United Restarts 787 Dreamliner Flights
(CBS/AP) -- United Airlines has its 787 dream liners back in the air, four months after the FAA grounded them because of an overheating battery issue. WBBM's Steve Miller was at O'Hare when the first flight came in from Houston this afternoon.
On board the flight was a 17-year-old aviation blogger named Jack Harty, who lives in Houston and writes for Airways Magazine.
Harty says he wants to be an airlines executive someday but for now as a young blogger, he likes a good scoop and he says he had no qualms about getting on the Dreamliner.
First Dreamliner Flight Since Grounding Lands At O'Hare
"I was excited. I was counting down the days and the hours," said Harty. "It was put into the reservation system on May 4, but United didn't publicly announce it until about 10 days after so I was able to break the news sooner," said Harty.
The Dreamliner is designed to be more fuel efficient and the feature that most passengers talk about is the big windows whose tint shades the cabin without having to pull down a shade.
The incidents that led to the grounding never caused any serious injuries. But the January grounding embarrassed Boeing, which makes the 787, and disrupted schedules at the eight airlines that were flying the planes. The company had delivered 50 of the planes worldwide.
The grounding forced United to delay planned international flights and hurt its first-quarter earnings by $11 million. Others, including Japan Airlines and South America's LATAM Airlines Group, also said profits were reduced. LATAM said it still had to make payments on the plane and pay for crews and maintenance. It expects to resume flying soon.
United is planning to use 787s on shorter domestic flights before resuming international flights on June 10 with new Denver-to-Tokyo service as well as temporary Houston-to-London flights. It's adding flights to Tokyo, Shanghai, and Lagos, Nigeria, in August.
Those long international flights are the main reason the 787 exists. Its medium size and fuel efficiency are a good fit for long routes. Starting with shorter domestic flights "will give us a period to ramp up full 787 operations," David said.
United Continental Holdings Inc. was the first U.S. airline to get the 787 and now has six. United has said it expects to have four fixed by Monday, with the other two getting their batteries modified in coming days.

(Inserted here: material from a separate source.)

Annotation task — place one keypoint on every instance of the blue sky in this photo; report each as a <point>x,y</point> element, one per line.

The 787 uses more electricity than any other jet. And it makes more use of lithium-ion batteries than any other jet, because it needs to be able to provide power for things like flight controls and a backup generator when its engines are shut down. Each 787 has two of the batteries.

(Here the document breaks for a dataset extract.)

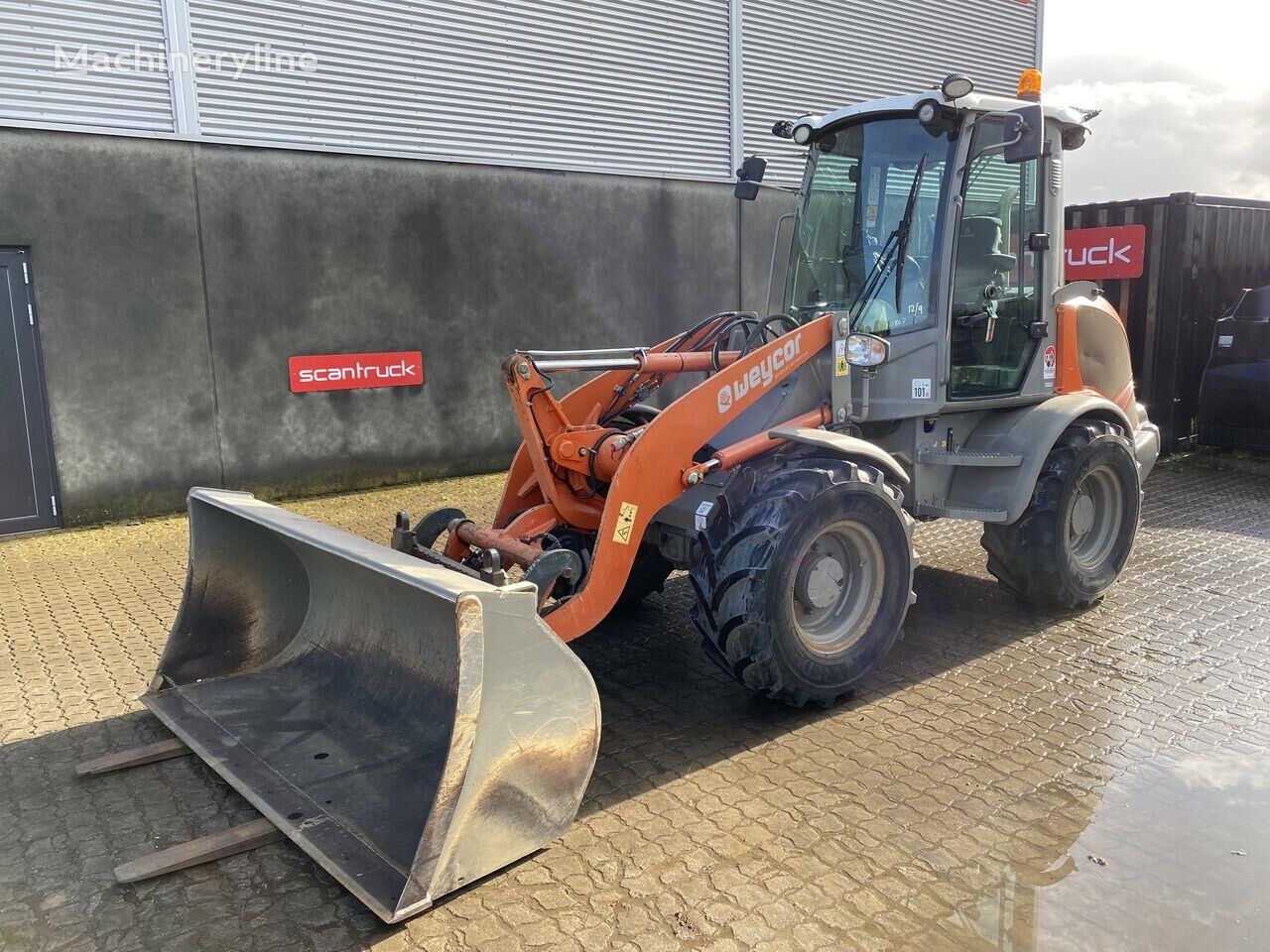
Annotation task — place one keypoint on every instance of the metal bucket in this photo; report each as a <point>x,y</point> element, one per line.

Boeing Co. never did figure out the root cause of the battery incidents. Instead, it redesigned the battery and its charger. The idea was to eliminate all of the possible causes, 787 chief engineer Mike Sinnett said in an online chat on Thursday where he and a Boeing test pilot took questions about the plane.
The changes include more heat insulation between each cell and charging the battery to a lower maximum voltage.